I (like everybody) have been looking through all the post-election analysis in order to get a better understanding of the voters who have brought Trump into the White House. I had a post about a month ago on this topic, where I argued that the analysis showed that Trump supporters weren’t really doing that badly economically, and were more motivated by outright racism and xenophobia than by any sort of desperation stemming from financial struggles. I’m now backtracking from this analysis — the big story from the election upset seems to be about 1) a rural-urban divide, and 2) the growing separation of white Midwestern blue-collar workers and the Democratic Party, both of which suggest the economic roots of a critical portion of Trump supporters and the influence of globalization and deindustrialization.

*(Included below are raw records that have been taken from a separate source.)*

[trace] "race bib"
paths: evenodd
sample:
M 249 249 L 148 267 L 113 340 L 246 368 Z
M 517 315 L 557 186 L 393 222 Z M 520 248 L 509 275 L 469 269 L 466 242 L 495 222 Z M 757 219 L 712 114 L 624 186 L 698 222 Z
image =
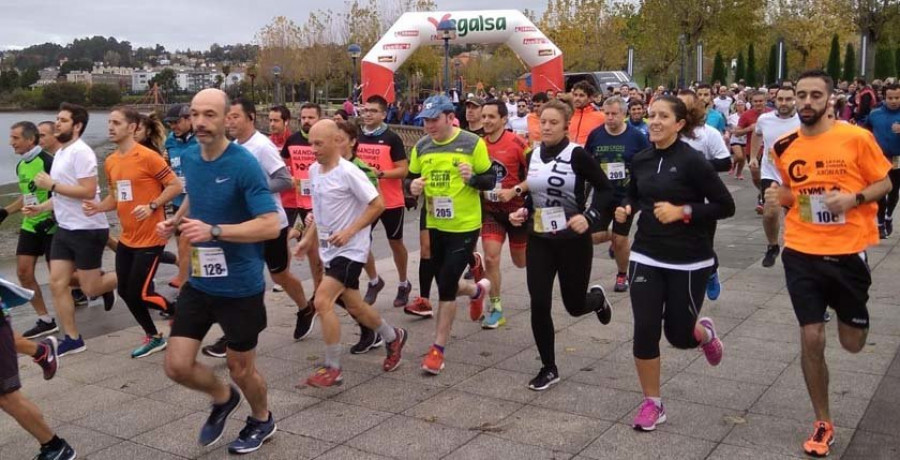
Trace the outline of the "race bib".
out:
M 840 225 L 847 223 L 843 214 L 835 214 L 825 206 L 825 195 L 800 195 L 797 197 L 800 206 L 800 220 L 808 224 Z
M 222 248 L 191 249 L 191 276 L 195 278 L 225 278 L 228 263 Z
M 453 198 L 449 196 L 436 196 L 431 199 L 431 215 L 435 219 L 452 219 L 456 216 L 453 211 Z
M 625 163 L 601 163 L 603 172 L 609 180 L 625 179 Z
M 134 200 L 134 195 L 131 192 L 131 181 L 130 180 L 117 180 L 116 181 L 116 201 L 128 202 Z
M 535 208 L 534 232 L 555 233 L 566 229 L 566 211 L 560 206 Z

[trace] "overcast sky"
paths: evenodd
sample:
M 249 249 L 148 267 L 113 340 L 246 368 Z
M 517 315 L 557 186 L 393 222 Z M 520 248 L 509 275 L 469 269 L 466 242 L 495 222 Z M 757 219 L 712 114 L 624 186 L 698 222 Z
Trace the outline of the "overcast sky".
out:
M 0 49 L 45 42 L 61 45 L 102 35 L 128 40 L 136 48 L 160 43 L 166 49 L 208 49 L 213 43 L 250 43 L 273 17 L 298 24 L 323 5 L 343 0 L 0 0 Z M 484 0 L 438 0 L 441 10 L 483 8 Z M 493 0 L 492 9 L 543 12 L 547 0 Z

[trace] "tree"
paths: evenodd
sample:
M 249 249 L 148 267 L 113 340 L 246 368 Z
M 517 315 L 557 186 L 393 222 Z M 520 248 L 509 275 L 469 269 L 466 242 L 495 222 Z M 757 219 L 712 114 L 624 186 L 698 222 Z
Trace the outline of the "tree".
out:
M 844 50 L 844 73 L 841 77 L 841 80 L 844 81 L 853 81 L 856 77 L 856 51 L 853 50 L 853 45 L 847 43 L 847 47 Z
M 722 60 L 722 52 L 716 51 L 716 58 L 713 60 L 713 74 L 710 80 L 724 85 L 727 75 L 728 71 L 725 70 L 725 61 Z
M 828 65 L 826 71 L 831 79 L 840 81 L 841 79 L 841 44 L 837 34 L 831 37 L 831 51 L 828 52 Z

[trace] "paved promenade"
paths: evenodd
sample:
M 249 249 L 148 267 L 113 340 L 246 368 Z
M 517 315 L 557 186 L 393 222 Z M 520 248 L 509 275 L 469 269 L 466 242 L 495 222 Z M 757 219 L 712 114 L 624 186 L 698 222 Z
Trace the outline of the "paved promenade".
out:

This is not to say that race isn’t a factor. On the contrary, a major takeaway here should be how large swathes of the rural white working class have been successfully fed narratives about how the reason for economic stagnation in their communities is because minorities and immigrants are taking all the money and jobs and benefits and whatever. And since leftists and progressive liberals have increasingly abandoned these areas over the last few decades, the politics of white nationalism have filled the vacuum to become the dominant voice speaking to the material interests of these areas. This year, this trend came to head as a previously reliable bloc of voters for the Democratic Party defected to Trump.
There is reason for optimism here, I think. Much of the data, both before and after the election, indicates that Trump support and rates of racial resentment are correlated with racial isolation. Before, I took this to mean that these people were ideologically committed to white supremacy independent of their economic condition; but with the new data, it seems that perhaps its more likely that many of these people — in the rustbelt in particular — are indeed suffering economically, and it is precisely their segregation from people of color and immigrants that they’ve bought into racist and xenophobic narratives about local economic stagnation. Thus, the radical left could intervene here in a powerful way by building up multiracial working-class organizations that reach out to these isolated and segregated white workers, and pull them away from white nationalism.